I looked inwards and reflected on this.
At the weekend I heard Trevor Silvester talk again and he shared this Kelly Clarkson video, like he has before. After the last time I used it often when I spoke with kids.
This time I heard things in the song I’d not heard before. I always thought the song was about her dad. It isn’t. It’s about her mum. Here is an extract:
“I heard you cry every night in your sleep
I was so young
You should have known better than to lean on me
You never thought of anyone else
You just saw your pain”
It was quite a revelation.
It made me look inwards again.
And I want to share here what I now realise:
I realise now… that I blamed the wrong person for what happened. That is not to say they were blame-less – but it was merely a deflection.
I realise… no one is to blame. That includes me. Shit happens.
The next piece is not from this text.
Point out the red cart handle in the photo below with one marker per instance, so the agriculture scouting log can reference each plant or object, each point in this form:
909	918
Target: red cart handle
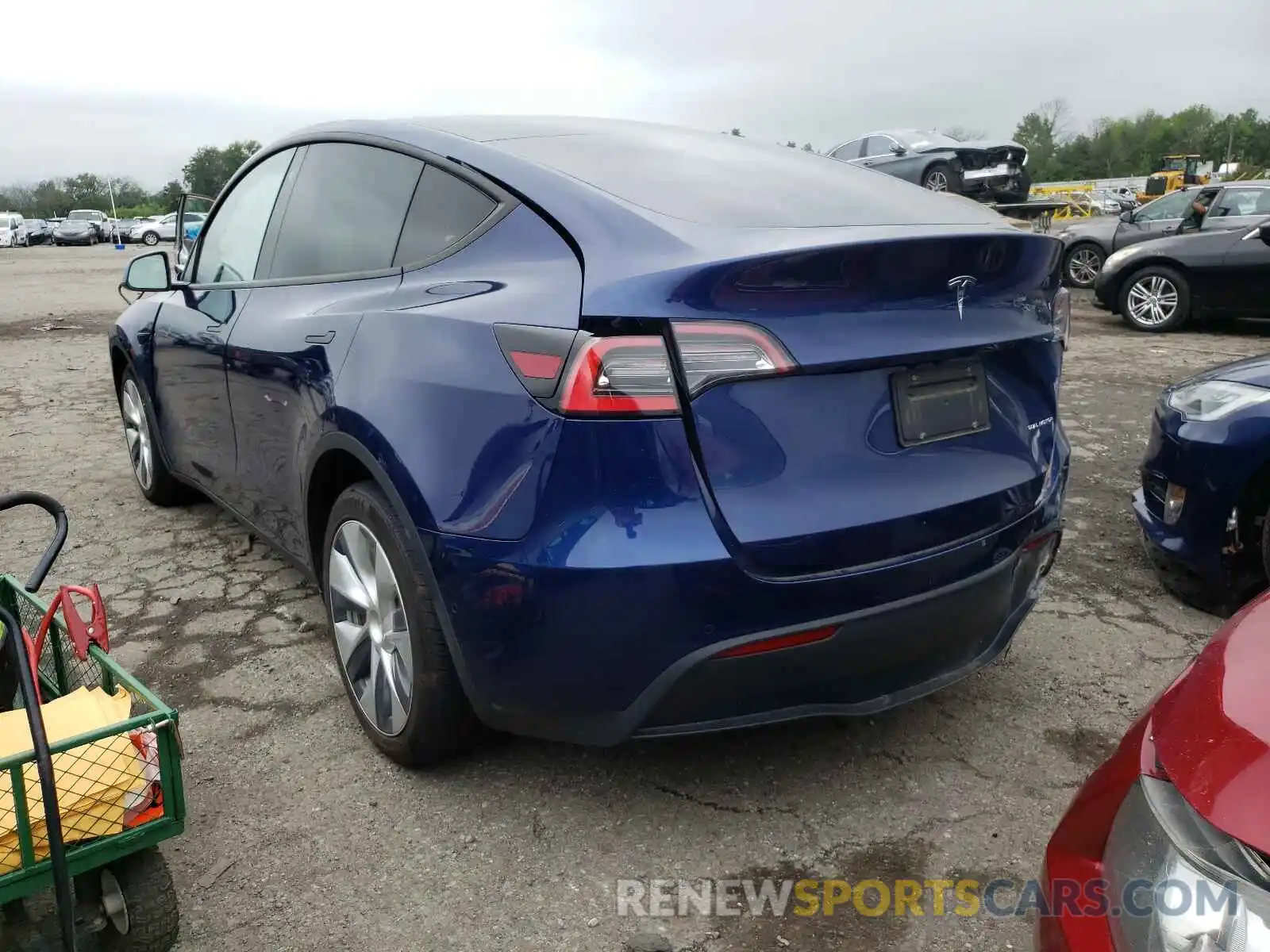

It doesn’t always mean anything.
I realise now… that my lack of anger towards him is not healthy. It is not right. I’m working on that. It’s quite a shift. It’s also quite scary. But they say you can’t stop energy, you can merely transform it. So I need to redirect it.
I realise now…I can let go. I know I don’t need to forgive. Forgiving is, in my opinion, an emotionally loaded action. I do need to let go. Of blame. Of that small part of me that remains that believes it happened to me because of me, and not because shit happens and I was in the wrong place at the wrong time.
I realise now…it’s my choice. I can allow people to have power over the way I feel or I can create a surface that their stuff can’t stick to. I just need to think of the little one giggling. That deflects anything negative in an instant.
I realise now…I am lucky. I have had a chance to learn so much and those lessons mean I can help others. Not because I can relate to what they’ve been through – but because I know I don’t have to. Each experience is unique to us. Our thoughts define our experience. I know I can change my thoughts and change my experience, which means I also know I can help my clients to do the same. I just need to work out how.
I realise now…how far I have come. I know what’s possible. I also know how far I still have to go. My moods can swing in a moment from elation to feeling like I’m failing at everything. It passes quickly, but I still take too much on board. I tell myself that one day I will be free of being a screwed up person, but I’m not so sure.
I hope I never lose sight of how lucky I am.
I hope I never lose my passion for helping others become free.
I hope I never lose that belief that anything is possible.
I hope I never lose sight of the fact that we are all in a work in progress, so it doesn’t mean anything when I need to seek help. I think we all do sometimes – and that’s ok.